Political polling is also different from other types of polling. For one thing, the world is not normally split into two close to equal groups. For another, at the end of the campaign you get an absolute count of the results. This makes the margin of error problem significant to the extreme. A statistical dead heat - as shown in almost any election cycle - means that you don’t know the outcome ahead of time, yet you have to continue your marketing. This is entirely different than a taste test polling campaign, in which you wouldn’t go ahead with your product launch unless you had clear indication that it is heavily preferred. In politics, there is no such luxury.
That’s why these small number tracking polls are only a tiny part of an overall polling strategy. In presidential politics there is little to be gained by a national media campaign. Campaigns are by states, groups, and media markets. To get at these, either much larger national polling must be done to make the segments of the poll large enough for statistical meaningfulness or, more realistically, a much narrower slice of the population is polled, both in area and in likelihood of voting.
Most of the tracking polls you read in the papers are just horse race journalism. If you check the articles carefully, you’ll usually find some campaign insider saying that they have information that these polls aren’t showing. Yes, they would of course say that in any event, but it happens to be true. Their polls are much more accurate for the slice of the voting population they’re referring to.
Not having seen the original West Wing dialog, I don’t know the context it was presented in, which makes for a lot of difference here. To be charitable, it probably was intended to mean that the lack of a change meant that the current campaign strategy wasn’t working and a change in tactics was needed, rather than a mathematical comment on the accuracy of the polling.

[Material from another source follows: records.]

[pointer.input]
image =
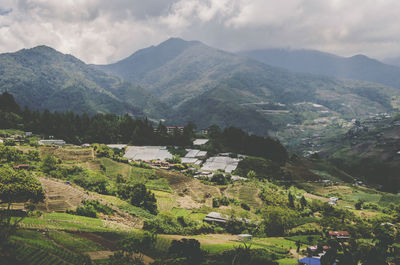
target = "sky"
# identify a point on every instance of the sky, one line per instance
(104, 31)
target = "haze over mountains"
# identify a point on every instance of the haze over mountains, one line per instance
(358, 67)
(210, 86)
(43, 78)
(185, 81)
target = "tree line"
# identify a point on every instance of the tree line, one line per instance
(110, 128)
(83, 128)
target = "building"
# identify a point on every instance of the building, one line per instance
(147, 153)
(52, 142)
(245, 237)
(200, 141)
(21, 166)
(172, 129)
(214, 217)
(117, 146)
(339, 234)
(311, 261)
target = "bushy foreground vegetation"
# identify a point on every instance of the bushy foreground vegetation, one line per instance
(283, 214)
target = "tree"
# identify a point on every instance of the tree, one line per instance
(49, 163)
(16, 187)
(291, 200)
(138, 195)
(359, 204)
(303, 202)
(298, 245)
(219, 178)
(278, 220)
(187, 248)
(132, 249)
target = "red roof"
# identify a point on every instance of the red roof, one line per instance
(339, 233)
(21, 166)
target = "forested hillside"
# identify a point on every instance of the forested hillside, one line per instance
(358, 67)
(42, 78)
(210, 86)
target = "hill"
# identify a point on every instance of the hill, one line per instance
(358, 67)
(392, 61)
(210, 86)
(177, 70)
(43, 78)
(369, 150)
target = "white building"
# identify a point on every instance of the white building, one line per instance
(52, 142)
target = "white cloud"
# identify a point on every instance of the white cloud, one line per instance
(101, 31)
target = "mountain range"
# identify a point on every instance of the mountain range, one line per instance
(43, 78)
(183, 81)
(358, 67)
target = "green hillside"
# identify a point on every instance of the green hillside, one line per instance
(42, 78)
(210, 86)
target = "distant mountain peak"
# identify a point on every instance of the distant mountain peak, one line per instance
(178, 41)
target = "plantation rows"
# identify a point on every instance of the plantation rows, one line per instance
(40, 256)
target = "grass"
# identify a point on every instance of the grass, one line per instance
(218, 248)
(278, 241)
(114, 168)
(64, 221)
(188, 214)
(73, 242)
(288, 261)
(247, 194)
(9, 132)
(304, 239)
(33, 247)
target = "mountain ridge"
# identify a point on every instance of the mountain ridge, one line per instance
(43, 78)
(357, 67)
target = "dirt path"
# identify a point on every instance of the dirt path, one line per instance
(211, 239)
(316, 197)
(61, 196)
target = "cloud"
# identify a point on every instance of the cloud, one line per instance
(101, 31)
(4, 12)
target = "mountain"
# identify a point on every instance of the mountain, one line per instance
(210, 86)
(177, 70)
(392, 61)
(369, 150)
(43, 78)
(358, 67)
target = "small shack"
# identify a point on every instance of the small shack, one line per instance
(339, 234)
(311, 261)
(245, 237)
(214, 217)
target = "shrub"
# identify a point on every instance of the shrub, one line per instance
(139, 196)
(87, 210)
(245, 206)
(219, 179)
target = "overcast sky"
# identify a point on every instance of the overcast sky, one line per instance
(99, 31)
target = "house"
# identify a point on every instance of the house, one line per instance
(172, 129)
(245, 237)
(22, 166)
(214, 217)
(52, 142)
(200, 141)
(311, 261)
(238, 178)
(117, 146)
(333, 200)
(339, 234)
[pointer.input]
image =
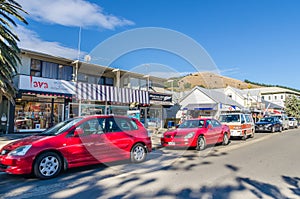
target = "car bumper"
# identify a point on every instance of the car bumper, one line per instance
(236, 133)
(264, 128)
(15, 165)
(178, 142)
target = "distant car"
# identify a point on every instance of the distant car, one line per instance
(293, 122)
(77, 142)
(284, 121)
(197, 133)
(240, 124)
(271, 124)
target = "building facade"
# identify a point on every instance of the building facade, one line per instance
(52, 89)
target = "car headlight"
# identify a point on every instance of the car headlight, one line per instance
(189, 135)
(20, 151)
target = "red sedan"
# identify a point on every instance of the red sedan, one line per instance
(77, 142)
(197, 133)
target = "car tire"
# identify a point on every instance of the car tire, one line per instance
(201, 143)
(252, 133)
(244, 137)
(272, 129)
(47, 165)
(225, 139)
(138, 153)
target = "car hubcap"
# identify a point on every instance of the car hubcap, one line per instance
(225, 139)
(49, 166)
(139, 153)
(201, 143)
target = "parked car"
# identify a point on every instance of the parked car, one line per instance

Not quite right. The population size is essentially irrelevant only if it is large when compared to the sample size. If the population size is only 3,000, the margin of error will be different if the sample size is, say, 1,100 vs. 1,200. There is something called the finite population correction factor that’s part of the formula. But if one assumes an infinite population (true for all intents and purposes for most polls), then the sample size to achieve a required margin of error will not depend on the population size.
This is not correct. The margin of error actually assumes that the sample was done perfectly, that you have drawn a valid random sample. Given a desired confidence level (CL), the margin of error measures the expected error around the point estimate for the given sample size. It’s the sampling error. In other words, repeated samples of the same size will result in a point estimate that falls within the range determined by the margin of error CL% of the time. Mistakes in execution or design are part of non-sampling error.

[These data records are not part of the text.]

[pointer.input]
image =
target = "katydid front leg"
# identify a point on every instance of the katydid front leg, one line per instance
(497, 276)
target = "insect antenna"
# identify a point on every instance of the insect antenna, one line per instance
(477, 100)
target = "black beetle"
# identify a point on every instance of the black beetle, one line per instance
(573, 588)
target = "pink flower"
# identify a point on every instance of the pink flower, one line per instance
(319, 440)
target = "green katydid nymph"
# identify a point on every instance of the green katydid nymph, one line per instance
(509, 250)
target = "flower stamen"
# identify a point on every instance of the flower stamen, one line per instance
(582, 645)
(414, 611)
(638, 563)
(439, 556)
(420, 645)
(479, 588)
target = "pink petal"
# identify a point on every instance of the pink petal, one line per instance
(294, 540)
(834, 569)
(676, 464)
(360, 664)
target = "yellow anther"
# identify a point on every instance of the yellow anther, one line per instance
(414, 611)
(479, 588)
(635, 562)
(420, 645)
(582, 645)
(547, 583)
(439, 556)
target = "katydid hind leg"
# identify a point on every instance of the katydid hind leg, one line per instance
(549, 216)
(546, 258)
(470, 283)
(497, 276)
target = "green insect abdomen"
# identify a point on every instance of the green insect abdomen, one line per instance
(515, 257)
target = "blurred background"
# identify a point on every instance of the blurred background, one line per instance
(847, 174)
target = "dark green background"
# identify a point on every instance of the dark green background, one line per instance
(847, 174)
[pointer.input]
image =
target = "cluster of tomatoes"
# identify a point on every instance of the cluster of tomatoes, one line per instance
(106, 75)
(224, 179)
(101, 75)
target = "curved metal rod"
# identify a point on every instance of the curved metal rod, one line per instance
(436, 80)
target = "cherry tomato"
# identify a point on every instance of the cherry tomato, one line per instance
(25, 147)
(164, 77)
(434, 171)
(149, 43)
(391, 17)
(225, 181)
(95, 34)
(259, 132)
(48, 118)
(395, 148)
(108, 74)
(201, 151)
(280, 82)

Every poll with have some bias, too many Republicans, too many old folks, too few black voters. But having all these polls come in at nine, the bottom line is that you are losing. Even if the actual result is outside the 95% confidence interval, maybe you are down 2 or 3 points. You are still losing.
I think earlier in the conversation they mention that nine points at one point in the campaign would have been really great. So they have gained, but now momentum has stalled. And 6-12 points in presidential politics is a nightmare scenario, especially if the Republican is winning California.